I have a huge issue with my pain. The bad thing about it is I get wrapped up in it and I miss the pain my wife in. I certainly went through a time when all I saw was my pain and did not recognize her pain. So I am saying at one time I was even worse with my lack of recognition.

It’s like I want to yell, “See my pain understand my pain!” But I never think she really understands. Then I get frustrated with her and then I go get frustrated with myself. It is like a terrible circle saying “See there it is!” But when she says “Yes I see it!” I say “No you really don’t see it.”

I have done a bad job seeing how frustrating this is for her as I even recognize I am wrapped up in the pain but I cannot explain how overwhelming it is in my world.
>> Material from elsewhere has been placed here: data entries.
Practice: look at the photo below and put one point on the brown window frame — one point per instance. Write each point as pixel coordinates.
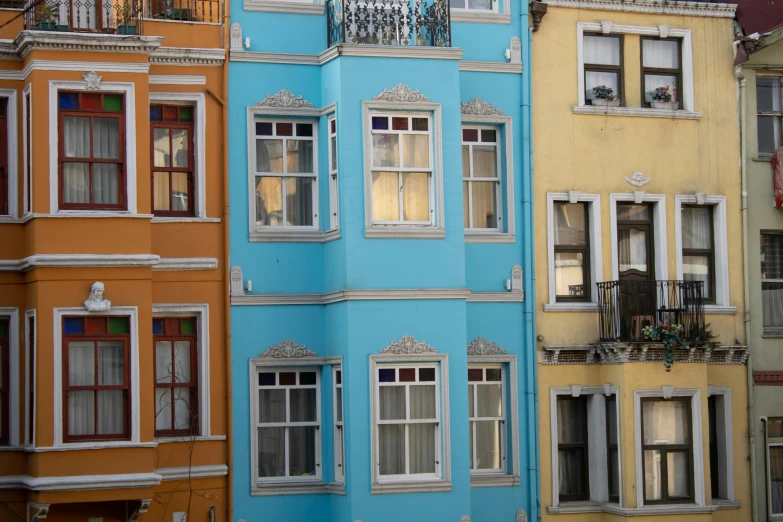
(120, 161)
(665, 449)
(589, 67)
(661, 71)
(193, 384)
(570, 446)
(190, 171)
(95, 338)
(584, 250)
I think sometimes I can step out of myself a little and be rational and but then it consumes everything again.

I know she wants me to move home. And I want to come home. But there is something inside of me that won’t let me come home. I’m afraid.

I tried to stay in her life by mowing the lawn and doing chores around the house but she cut me off last week. She said enough was enough. She said I “was her husband not her gardener.” She demanded a commitment. I froze.

Here is my other dilemma: After I moved back home (after last year) my wife told people our marriage was going great. She never told anyone we were still having problems.

But I told people the truth…that we were still having problems. When I moved out this last time my wife didn’t tell anyone we split up again (she still hasn’t told anyone). But I told people. Mostly my family. Now they are pressuring me to get a divorce. I don’t know how to stand up to my family.

I really feel backed into a corner and I don’t know how to get out.